29 October 2009 | by hasoschSee all my reviews

Helma Sanders-Brahms "Das Erdbeben in Chili", based on the novella (1807) by Heinrich Von Kleist (1777-1811), was hardly noticed when it was broadcast in German TV (1975). First, people are principally skeptical when someone dares filming works of Kleist. Kleist's style is hard to read, due to the extremely intricate and nested sentences in which he just gives an absolute minimum of description. Second, Sanders-Brahms' work has often been criticizes as being "woody", and so is "The Earthquake". The actors act like marionettes in a naturalist manner, one is seduced to do that filming Kleist, but it does still not fit to his style, despite the "dry" or almost absent "flesh" around his characters.

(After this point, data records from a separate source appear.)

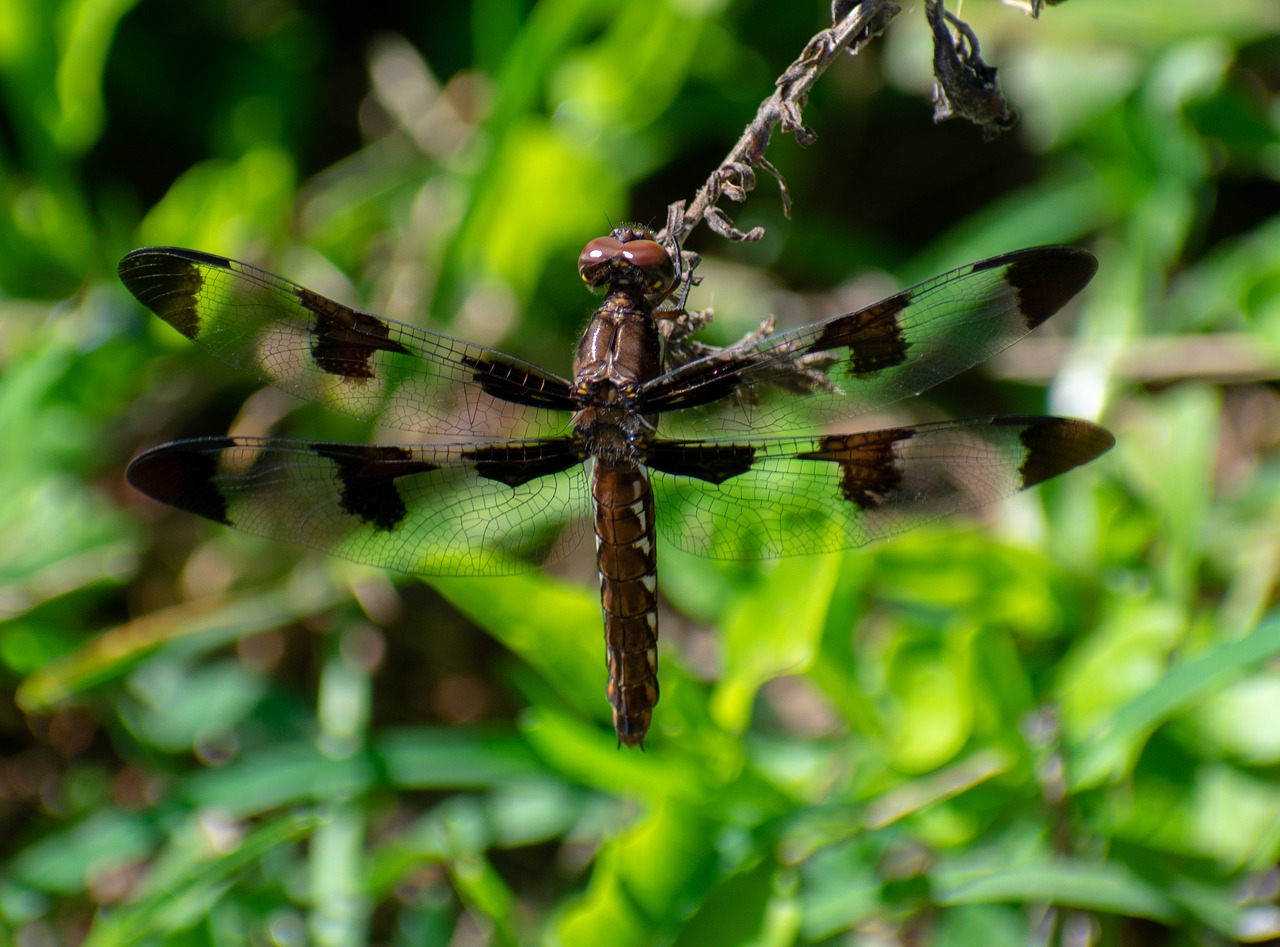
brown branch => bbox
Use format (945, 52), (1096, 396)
(657, 0), (901, 251)
(650, 0), (1073, 373)
(654, 2), (900, 372)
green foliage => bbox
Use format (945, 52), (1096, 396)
(3, 0), (1280, 943)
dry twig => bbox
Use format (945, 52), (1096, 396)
(653, 1), (901, 366)
(652, 0), (1062, 371)
(657, 0), (901, 251)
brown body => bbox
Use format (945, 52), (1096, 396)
(121, 235), (1114, 751)
(592, 458), (659, 746)
(571, 241), (668, 747)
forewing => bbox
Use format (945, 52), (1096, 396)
(127, 436), (591, 576)
(646, 417), (1113, 559)
(119, 247), (576, 440)
(642, 247), (1097, 435)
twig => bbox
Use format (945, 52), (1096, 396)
(654, 2), (900, 374)
(652, 0), (1052, 375)
(658, 0), (901, 251)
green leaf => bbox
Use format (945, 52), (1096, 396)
(18, 567), (350, 710)
(10, 810), (159, 895)
(938, 861), (1177, 923)
(431, 573), (603, 721)
(556, 798), (719, 946)
(712, 555), (840, 735)
(81, 813), (321, 947)
(1071, 613), (1280, 788)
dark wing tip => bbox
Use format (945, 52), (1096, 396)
(998, 246), (1098, 331)
(1011, 416), (1114, 488)
(127, 440), (235, 525)
(118, 247), (231, 341)
(119, 247), (232, 273)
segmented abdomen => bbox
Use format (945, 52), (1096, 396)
(592, 457), (659, 747)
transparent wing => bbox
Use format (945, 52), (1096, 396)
(647, 416), (1113, 559)
(120, 247), (576, 440)
(643, 247), (1097, 435)
(127, 436), (591, 576)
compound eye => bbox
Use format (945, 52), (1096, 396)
(578, 236), (623, 288)
(621, 239), (676, 302)
(618, 239), (666, 269)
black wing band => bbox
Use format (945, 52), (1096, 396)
(646, 416), (1113, 559)
(119, 248), (577, 439)
(127, 436), (589, 576)
(640, 247), (1097, 435)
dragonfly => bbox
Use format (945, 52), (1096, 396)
(120, 229), (1113, 747)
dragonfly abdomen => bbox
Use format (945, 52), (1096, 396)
(592, 457), (659, 747)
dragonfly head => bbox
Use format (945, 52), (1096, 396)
(578, 228), (676, 305)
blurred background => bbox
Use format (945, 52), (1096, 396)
(3, 0), (1280, 944)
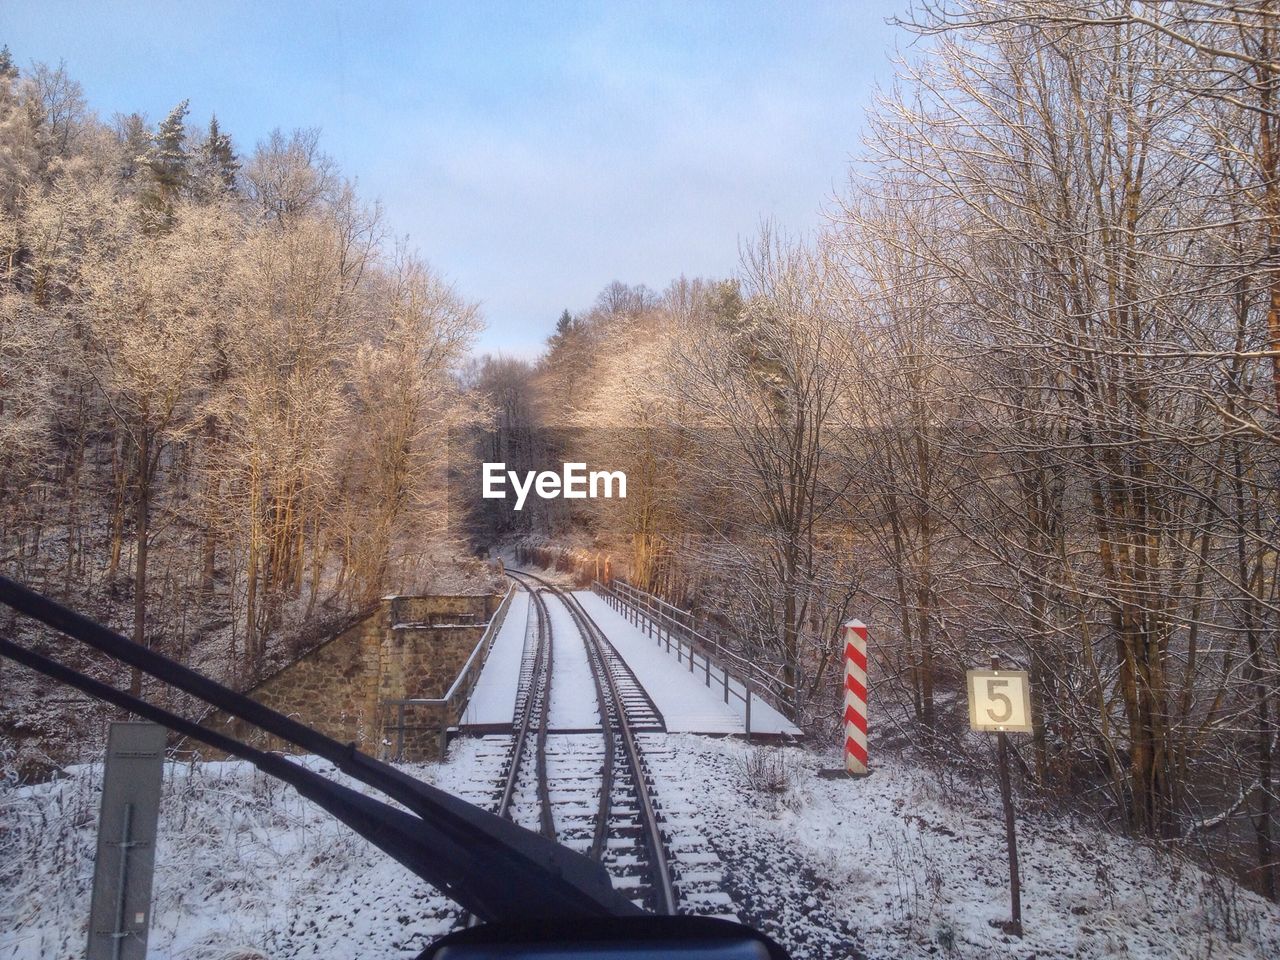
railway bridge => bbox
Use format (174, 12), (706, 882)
(417, 568), (800, 924)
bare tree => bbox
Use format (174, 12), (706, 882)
(244, 128), (338, 225)
(671, 229), (854, 712)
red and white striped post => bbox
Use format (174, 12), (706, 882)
(842, 619), (869, 775)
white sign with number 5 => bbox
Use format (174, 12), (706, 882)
(966, 670), (1033, 733)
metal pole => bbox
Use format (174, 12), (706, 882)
(87, 722), (165, 960)
(991, 654), (1023, 935)
(110, 804), (134, 960)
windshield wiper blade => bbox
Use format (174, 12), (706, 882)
(0, 576), (642, 922)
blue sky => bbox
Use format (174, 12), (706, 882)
(2, 1), (909, 356)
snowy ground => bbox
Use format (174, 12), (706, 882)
(648, 737), (1280, 959)
(4, 734), (1277, 959)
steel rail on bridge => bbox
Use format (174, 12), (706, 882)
(496, 577), (555, 837)
(508, 569), (679, 916)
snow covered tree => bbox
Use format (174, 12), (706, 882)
(138, 99), (190, 223)
(551, 308), (573, 342)
(25, 61), (88, 167)
(0, 56), (38, 221)
(337, 252), (479, 601)
(189, 114), (239, 201)
(244, 127), (336, 224)
(0, 55), (488, 749)
(113, 111), (150, 184)
(76, 200), (239, 687)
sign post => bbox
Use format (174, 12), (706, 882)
(87, 722), (166, 960)
(966, 657), (1032, 936)
(842, 619), (869, 776)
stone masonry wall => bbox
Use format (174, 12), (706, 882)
(200, 594), (496, 761)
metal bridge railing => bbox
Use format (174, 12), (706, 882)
(591, 579), (796, 734)
(384, 583), (516, 760)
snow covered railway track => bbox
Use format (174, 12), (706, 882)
(505, 569), (680, 915)
(590, 629), (665, 733)
(497, 582), (555, 838)
(447, 580), (556, 931)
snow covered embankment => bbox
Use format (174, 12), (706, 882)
(647, 736), (1280, 960)
(0, 747), (506, 960)
(4, 735), (1279, 959)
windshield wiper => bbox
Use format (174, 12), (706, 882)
(0, 575), (641, 923)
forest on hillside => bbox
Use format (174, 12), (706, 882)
(466, 1), (1280, 901)
(0, 46), (490, 758)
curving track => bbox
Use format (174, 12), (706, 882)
(502, 569), (677, 914)
(496, 579), (556, 839)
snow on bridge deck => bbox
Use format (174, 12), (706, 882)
(572, 591), (799, 737)
(459, 590), (529, 728)
(459, 585), (798, 737)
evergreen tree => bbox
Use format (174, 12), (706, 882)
(0, 45), (36, 216)
(115, 112), (151, 184)
(139, 99), (190, 222)
(555, 308), (573, 337)
(190, 114), (239, 201)
(547, 309), (579, 355)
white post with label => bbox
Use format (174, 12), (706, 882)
(966, 657), (1032, 936)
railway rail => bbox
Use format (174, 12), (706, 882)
(500, 568), (677, 915)
(496, 578), (556, 838)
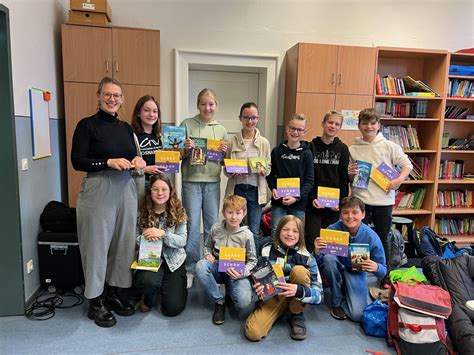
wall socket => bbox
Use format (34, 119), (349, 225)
(26, 260), (34, 274)
(21, 158), (29, 171)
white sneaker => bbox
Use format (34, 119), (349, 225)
(186, 273), (194, 289)
(466, 300), (474, 311)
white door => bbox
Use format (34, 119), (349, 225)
(188, 69), (260, 214)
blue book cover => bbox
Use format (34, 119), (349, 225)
(353, 160), (372, 189)
(163, 126), (185, 150)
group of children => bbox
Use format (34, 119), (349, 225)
(125, 86), (413, 341)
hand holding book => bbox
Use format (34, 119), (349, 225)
(142, 227), (165, 241)
(276, 282), (298, 298)
(226, 267), (243, 280)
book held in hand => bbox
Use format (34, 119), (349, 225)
(349, 243), (370, 271)
(353, 160), (372, 189)
(248, 157), (269, 174)
(317, 186), (340, 208)
(190, 137), (207, 165)
(224, 158), (249, 174)
(155, 150), (181, 173)
(218, 247), (246, 274)
(163, 126), (185, 150)
(250, 259), (285, 301)
(276, 177), (300, 198)
(319, 229), (349, 257)
(131, 236), (163, 272)
(207, 139), (224, 161)
(370, 162), (400, 192)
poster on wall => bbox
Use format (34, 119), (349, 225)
(29, 87), (52, 160)
(341, 110), (360, 131)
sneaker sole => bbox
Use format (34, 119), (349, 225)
(330, 309), (347, 320)
(212, 319), (225, 325)
(290, 333), (307, 341)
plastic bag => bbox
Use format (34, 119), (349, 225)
(361, 300), (388, 338)
(389, 266), (426, 284)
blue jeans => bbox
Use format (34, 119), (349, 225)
(234, 184), (261, 239)
(318, 254), (369, 322)
(195, 260), (253, 311)
(271, 205), (305, 237)
(182, 182), (220, 273)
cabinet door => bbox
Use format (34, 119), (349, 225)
(112, 28), (160, 86)
(334, 94), (374, 146)
(336, 46), (376, 95)
(62, 24), (112, 83)
(121, 85), (161, 125)
(294, 93), (335, 140)
(64, 82), (100, 206)
(297, 43), (338, 93)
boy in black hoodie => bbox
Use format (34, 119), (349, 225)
(266, 113), (314, 237)
(305, 111), (350, 252)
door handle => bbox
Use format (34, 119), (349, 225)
(115, 61), (119, 73)
(331, 73), (335, 84)
(106, 61), (109, 72)
(338, 73), (342, 85)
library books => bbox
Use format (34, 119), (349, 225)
(394, 187), (426, 210)
(224, 158), (249, 174)
(155, 150), (180, 173)
(439, 160), (464, 179)
(218, 247), (246, 274)
(447, 79), (474, 98)
(352, 160), (372, 189)
(437, 189), (473, 209)
(376, 100), (428, 118)
(349, 243), (370, 271)
(317, 186), (340, 208)
(407, 156), (430, 180)
(435, 217), (474, 236)
(131, 236), (163, 272)
(248, 157), (269, 174)
(446, 136), (474, 151)
(370, 162), (400, 192)
(276, 177), (300, 197)
(402, 76), (439, 96)
(445, 105), (470, 119)
(319, 229), (350, 257)
(190, 137), (207, 165)
(250, 259), (285, 301)
(162, 126), (185, 150)
(380, 125), (420, 150)
(207, 139), (224, 162)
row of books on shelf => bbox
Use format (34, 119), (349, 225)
(439, 160), (465, 179)
(381, 125), (420, 150)
(394, 187), (426, 210)
(445, 105), (472, 119)
(436, 189), (473, 208)
(441, 133), (474, 150)
(434, 217), (474, 237)
(376, 75), (439, 97)
(375, 100), (428, 118)
(447, 79), (474, 98)
(407, 156), (430, 180)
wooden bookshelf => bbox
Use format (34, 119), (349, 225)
(435, 208), (474, 214)
(449, 235), (474, 246)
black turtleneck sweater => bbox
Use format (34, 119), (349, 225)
(71, 110), (137, 172)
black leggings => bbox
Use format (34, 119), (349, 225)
(363, 204), (392, 268)
(305, 207), (340, 253)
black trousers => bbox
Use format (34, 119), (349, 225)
(363, 204), (392, 268)
(305, 207), (340, 253)
(133, 261), (187, 317)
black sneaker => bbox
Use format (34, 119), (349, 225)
(289, 313), (307, 340)
(212, 303), (225, 325)
(330, 306), (347, 320)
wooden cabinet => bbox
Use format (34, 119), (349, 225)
(284, 42), (376, 145)
(62, 23), (160, 206)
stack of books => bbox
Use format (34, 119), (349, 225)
(446, 136), (474, 151)
(447, 79), (474, 98)
(435, 217), (474, 236)
(381, 125), (421, 150)
(376, 100), (428, 118)
(439, 160), (465, 179)
(406, 156), (430, 180)
(445, 105), (470, 119)
(394, 187), (426, 210)
(375, 75), (439, 97)
(436, 189), (473, 209)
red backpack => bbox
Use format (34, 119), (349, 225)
(387, 281), (454, 355)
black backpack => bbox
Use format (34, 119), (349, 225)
(40, 201), (77, 233)
(390, 227), (408, 268)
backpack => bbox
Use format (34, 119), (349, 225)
(40, 201), (77, 233)
(387, 281), (454, 355)
(390, 227), (408, 268)
(412, 227), (443, 258)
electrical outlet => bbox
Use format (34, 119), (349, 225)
(21, 158), (29, 171)
(26, 260), (33, 274)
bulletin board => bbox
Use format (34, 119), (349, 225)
(29, 87), (51, 159)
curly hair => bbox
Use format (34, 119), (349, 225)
(138, 173), (187, 229)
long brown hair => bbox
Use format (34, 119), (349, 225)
(273, 215), (307, 251)
(138, 173), (187, 229)
(131, 95), (161, 137)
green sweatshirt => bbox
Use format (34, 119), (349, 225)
(180, 115), (228, 182)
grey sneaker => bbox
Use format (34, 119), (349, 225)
(330, 306), (347, 320)
(212, 302), (225, 325)
(289, 313), (307, 340)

So, it is just consequent that someone who decides to film a play of Kleist has to invent most of the circumstances that Kleist has left away, thus reconstructing or inventing the "flesh" around his almost redundancy-free texts that remember rather to mathematical commentaries than to belletristic opera. However, again, this does not mean that one is fully free in doing so, one could, e.g., compare the work of Kleist's contemporaries. Sanders-Brahm did not do that, she just completed "lacking" passages according to her own taste.

At that point, I have to place a serious critic: On reasons which I can only assume, Sanders-Brahms has a genuine sadistic pleasure in tormenting and killing animals. Watch, e.g., her movie "Die Berührte" ("No Mercy, No Future" (1981) in which she filmed as slow and as long as possible the ritual killing of a chicken. In the "Earthquake", we have first two scenes where a chicken is tormented. The subsequent slaughtering is yet not shown, but it is superfluously discussed extensively, later. Second, we have a long scene in which one of the actors catches fish in a shallow river. In almost slow-motion we are taught how to break the neck of a fish, but not before tormenting the animal by throwing it at least five times to the ground. The camera moves as close a possible to the head of the poor creature.

Since Sanders-Brahms is well known for her feminist approach, since even her main actress who is, according to Kleist, supposed to be a beautiful woman, is played by an ugly Lesbian looking creature, I wonder if sexual aberration is the reason for Sanders-Brahms perverse enchantment of savoring and filming animal killing. It is a fact that everyone can check for every single one of her movies that by such and similar "highlights" Sanders-Brahms conceals her total lack of intellectuality, despite the intellectual topics that she chooses for her movies. To top it all, that such trash which has rated by 6 people in 34 years (a truly unique achievement), is even put on DVD and distributed world-wide, is a shame and gives an extremely disadvantageous picture of an otherwise glorious epoch of German film.